Elsas et al. (2008) and Arguello et al. (2008), (2009) treated blog feed search as a resource ranking problem by using the ReDDE federated search algorithm (Si and Callan 2003). They proposed two blog representations based on granularity, and also suggested a query expansion approach using Wikipedia for blog feed search. For PRF, Elsas et al. (2008) proposed knowledge-intensive feedback, using Wikipedia as external knowledge. Despite its notable results, their approach is not a closed solution that only uses the given test collection, which is different from our approaches.

Seo and Croft (2008), (2009) dealt with blog feed search by using cluster-based retrieval for distributed information retrieval. They also divided blog sites into three types based on topical diversity, and considered several methods for penalizing blog sites with diverse topics.

Macdonald and Ounis (2008) and He et al. (2009) regarded blog feed search as an expert finding task. They used the adaptable Voting Model for the expert search task (Macdonald and Ounis 2006), and proposed several techniques that aim to boost blog feeds where a blogger has shown a central or recurring interest in a topic area. Carman et al. (2009) also used a similar approach, using the Voting Model. In contrast to Macdonald and Ounis’s work, they used non-content features for each blog in addition to existing content-level features, and applied the Learning-to-Rank (Yue et al. 2007) approach to combine the features and obtain a single retrieval function.

Nunes et al. (2009) suggested several strategies using temporal features for blog feed search. They examined whether or not the maximum temporal span covered by the relevant posts is a positive criterion in the feed search, and also investigated how the dispersion of relevant blog posts in a blog feed would impact this task. Wang et al. (2009) proposed a reduced document model by indexing text between certain tags, and used the PageRank of a blog feed with its query likelihood score. Balog et al. (2008) and Weerkamp et al. (2008) proposed two language models based on expert finding techniques, and some blog-specific features such as document structure, social structure, and temporal structure.

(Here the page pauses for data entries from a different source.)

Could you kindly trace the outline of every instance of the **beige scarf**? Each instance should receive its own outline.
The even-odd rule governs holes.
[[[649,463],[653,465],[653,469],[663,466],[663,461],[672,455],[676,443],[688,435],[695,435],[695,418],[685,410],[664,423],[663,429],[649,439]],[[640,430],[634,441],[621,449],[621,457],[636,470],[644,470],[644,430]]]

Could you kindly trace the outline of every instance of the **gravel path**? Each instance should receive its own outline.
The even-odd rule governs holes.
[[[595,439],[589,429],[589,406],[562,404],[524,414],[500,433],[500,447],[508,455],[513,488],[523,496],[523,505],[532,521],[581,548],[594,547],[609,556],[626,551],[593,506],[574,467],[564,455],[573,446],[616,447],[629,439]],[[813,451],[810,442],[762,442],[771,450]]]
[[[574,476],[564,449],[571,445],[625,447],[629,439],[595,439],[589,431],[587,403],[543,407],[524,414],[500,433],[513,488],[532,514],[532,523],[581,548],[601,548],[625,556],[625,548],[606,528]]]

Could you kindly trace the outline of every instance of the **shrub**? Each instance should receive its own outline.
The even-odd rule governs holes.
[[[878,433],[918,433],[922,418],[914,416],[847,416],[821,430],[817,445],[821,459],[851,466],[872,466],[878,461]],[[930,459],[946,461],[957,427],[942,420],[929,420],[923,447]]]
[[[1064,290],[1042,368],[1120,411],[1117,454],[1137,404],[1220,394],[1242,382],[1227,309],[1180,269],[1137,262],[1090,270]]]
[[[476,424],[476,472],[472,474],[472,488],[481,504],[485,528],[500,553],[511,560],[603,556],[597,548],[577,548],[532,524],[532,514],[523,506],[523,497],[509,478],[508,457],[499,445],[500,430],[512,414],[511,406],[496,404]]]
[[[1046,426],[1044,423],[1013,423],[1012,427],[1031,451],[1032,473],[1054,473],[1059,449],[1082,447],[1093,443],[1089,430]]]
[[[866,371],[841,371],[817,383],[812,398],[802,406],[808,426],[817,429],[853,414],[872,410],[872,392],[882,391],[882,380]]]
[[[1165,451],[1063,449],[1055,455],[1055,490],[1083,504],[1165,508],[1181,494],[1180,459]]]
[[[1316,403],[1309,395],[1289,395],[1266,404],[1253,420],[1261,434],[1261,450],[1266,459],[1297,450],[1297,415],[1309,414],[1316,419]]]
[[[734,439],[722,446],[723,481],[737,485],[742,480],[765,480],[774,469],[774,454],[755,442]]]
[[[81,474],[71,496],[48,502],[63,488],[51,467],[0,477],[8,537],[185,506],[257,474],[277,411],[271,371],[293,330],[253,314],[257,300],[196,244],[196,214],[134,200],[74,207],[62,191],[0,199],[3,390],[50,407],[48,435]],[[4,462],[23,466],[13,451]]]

7 Conclusion and future work

In this paper, we have addressed several approaches for initial retrieval and pseudo-relevance feedback on blog feed search. Our key concern was the topical diversity of a blog feed. Motivated by passage retrieval techniques, we presented global and local evidence of blog feeds, corresponding to the document-level and passage-level evidence of passage retrieval. We estimated global evidence using all constituent posts within a blog feed, and local evidence using highly relevant posts within a blog feed in response to a given query. We proposed a series of methods for evaluating the relevance between a blog feed and a given query, using the two types of evidence.

In addition, we investigated the pseudo-relevance feedback method for blog feed search. Our feedback approaches, motivated by passage-based feedback, gathered feedback information using the local evidence of top K ranked feeds. The proposed methods have two advantages. First, the usage of various feeds enables the feedback model to locate the feeds that discuss different aspects of the topic of a given query. In other words, it increases the aspect recall of feedback information. Second, the usage of the local evidence provides the feedback model with information relevant to a query. That is, it increases the precision of feedback information. Experimental results on TREC distillation for the 07, 08 and 09 topics showed that the proposed feedback approach significantly and consistently outperformed the baseline.

Many studies remain for future work. First, for the initial retrieval, we used a simple uniform distribution as P(D|L) in (3). It would be interesting to investigate other methods to estimate P(D|L) such as Entry Centrality (Elsas et al. 2008). Furthermore, we would like to investigate other techniques for blog feed search such as link analysis and temporal profiling. These techniques have the potential to improve the performance of blog feed search. Second, for pseudo-relevance feedback, we will explore a probabilistic approach for selecting the relevant local posts, instead of using the current threshold-driven method.